「荒野の群盗(65)」

MURIETA JOHN-VENDETTA(伊)「復讐者ホアン・ムリエッタ」、MURIETA(英)「ムリエッタ」劇場公開作品

カテゴリー(Hollywood actor)

監督ジョージ・シャーマン、脚本ジェームス・オハンロン、撮影ミゲル・F・ミラ、音楽アントニオ・ペレス、出演ジェフリー・ハンター、アーサー・ケネディ、ダイアナ・ロリス、ロベルト・カマルディエル、サラ・レザーナ、ペドロ・オシナガ

本作品は、スペインと米国の合作であるため、マカロニウエスタンではない。しかし、日本で劇場公開されただけあってしっかりした脚本と、虐げられた反逆者集団が滅びに向かって突き進んでいく悲壮感はマカロニウエスタン「つむじ風のキッド(67)」や「新・荒野の用心棒(68)」に通じるものだ。主演は、ハリウッドのジェフリー・ハンター。メキシコの伝説的な義賊として名をはせたホアン・ムリエッタの生涯を描く実録物の構成になっている。

白人達から妻のロジータ(サラ・レザーナ)を殺されたメキシコ人ホアン・ムリエッタ(ジェフリー・ハンター)は、酒場で犯人を見つけ射殺したため投獄される。そこで出会った三本指のジャックことジャック・ガルシア(ロベルト・カマルディエル)らとともに脱獄したムリエッタは、彼らとともに盗賊団を結成し、白人達から恐れられる集団になっていく。

しかし、富んだ者からしか奪わないことを誇りとしていたムリエッタは、ジャックが鶏売りのケイト(ダイアナ・ロリス)から強奪したことを咎める。盗品を返しに行こうと町へ赴いたムリエッタだったが、そこを撃たれ生死の境を彷徨うことになる。
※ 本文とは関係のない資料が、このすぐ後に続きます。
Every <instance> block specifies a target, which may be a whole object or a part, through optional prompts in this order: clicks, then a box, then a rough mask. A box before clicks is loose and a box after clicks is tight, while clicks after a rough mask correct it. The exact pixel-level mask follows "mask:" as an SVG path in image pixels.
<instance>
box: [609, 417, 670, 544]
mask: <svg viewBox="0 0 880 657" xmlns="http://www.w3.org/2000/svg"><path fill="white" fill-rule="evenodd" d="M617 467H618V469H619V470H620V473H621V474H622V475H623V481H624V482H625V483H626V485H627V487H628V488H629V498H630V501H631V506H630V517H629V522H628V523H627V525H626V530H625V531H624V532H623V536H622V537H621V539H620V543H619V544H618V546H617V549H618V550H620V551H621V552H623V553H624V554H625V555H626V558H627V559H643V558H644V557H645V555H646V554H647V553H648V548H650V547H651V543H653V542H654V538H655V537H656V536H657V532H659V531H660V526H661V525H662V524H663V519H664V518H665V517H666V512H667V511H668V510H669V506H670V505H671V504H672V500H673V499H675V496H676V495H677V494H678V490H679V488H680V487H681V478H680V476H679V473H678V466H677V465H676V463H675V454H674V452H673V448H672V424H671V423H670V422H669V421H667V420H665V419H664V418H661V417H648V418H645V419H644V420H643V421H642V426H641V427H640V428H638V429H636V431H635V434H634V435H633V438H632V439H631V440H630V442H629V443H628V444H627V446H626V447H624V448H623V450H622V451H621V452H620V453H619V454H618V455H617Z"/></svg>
その間も、手下たちは強奪を繰り返していたが、ムリエッタは、彼の理解者の一人であったハリー・ロウ保安官(アーサー・ケネディ)と決して無法はしないと約束を交わしてしていたのであった。意識を取り戻したムリエッタは、主だった手下たちと投降を決めるが、そんな彼らにハリー保安官率いる討伐隊は、一斉射撃を浴びせるのだった。